Acmonia or Akmonia (Ἀκμονία and Ἀκμόνεια) is an ancient city of Phrygia Pacatiana, in Asia Minor, now known as Ahat Köyü in the district of Banaz, Uşak Province. It is mentioned by Cicero and was a point on the road between Dorylaeum and Philadelphia. Under the Romans, it was within the conventus iuridicus of Apamea.

The city was founded by Akmon (Ἄκμων), son of Maneus.

== Bishopric ==

Acmonia was the seat of a bishop in antiquity. It appears in the Notitiae Episcopatuum from the 10th to the 12th or 13th century. The first bishop whose name is known is Optimus, who was transferred to the metropolitan see of Antiochia in Pisidia before 381. Gennadius took part in the Council of Chalcedon in 451. Theotimus signed in 459 the decree of Patriarch Gennadius I of Constantinople against the simoniacs. Paulus was at the Second Council of Nicaea in 787. Eustathius was a both the Council of Constantinople (869) and the Council of Constantinople (879). Somewhat less certain is the attribution to this diocese of Basilius, who participated in the Third Council of Constantinople in 680. He is recorded as bishop of Κολωνία Πακατιανή (Colonia of the province of Pacatiana) but, as there is no record of such a diocese, it is thought that Κολωνία is a mistake for Ἀκμωνία (Acmonia). No longer a residential bishopric, Acmonia is today listed by the Catholic Church as a titular see.

== Excavations ==

In 2000, a large mosaic floor depicting a gymnasium was discovered in Acmonia. Despite the emergency excavations, which started on 26 June 2000, one part of the mosaic was stolen from the excavation site. The stolen parts were later recovered in Istanbul after a police raid in 2002.

== Jewish community ==
The Jewish synagogue in Acmonia, funded by Ioulia Severa during Nero's reign, stands as the most documented synagogue in Phrygia. where in Nero's reign, Ioulia Severa, a descendant of Galatian royalty, funded its construction. This patronage, however, does not necessarily imply personal sympathy toward Judaism, as it may have been influenced by complex family and official connections. The synagogue leadership was closely aligned with the city's leadership, indicating significant support from influential figures.

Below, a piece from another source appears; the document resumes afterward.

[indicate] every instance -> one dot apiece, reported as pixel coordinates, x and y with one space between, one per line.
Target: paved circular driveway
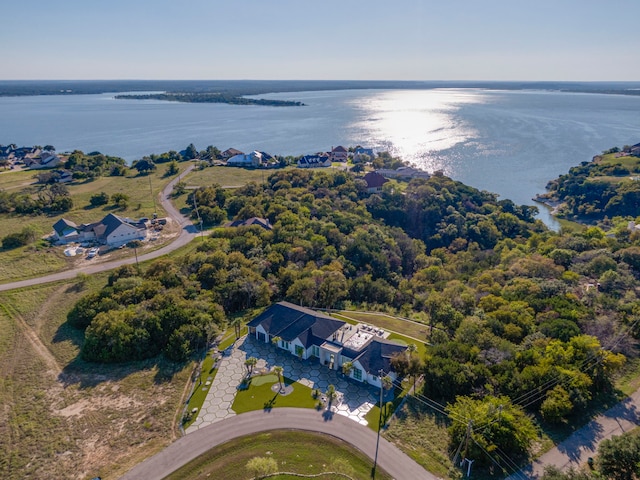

While the conditions for Jews in Acmonia seemed favorable during Ioulia Severa's time, it's uncertain if these conditions persisted over subsequent decades. In the third century, there's a notable increase in evidence related to Jews in Acmonia, including gravestones invoking biblical curses against violators of graves. These inscriptions demonstrate the integration of Jewish liturgical practices into the community and suggest that Jewish members held influential positions within the city.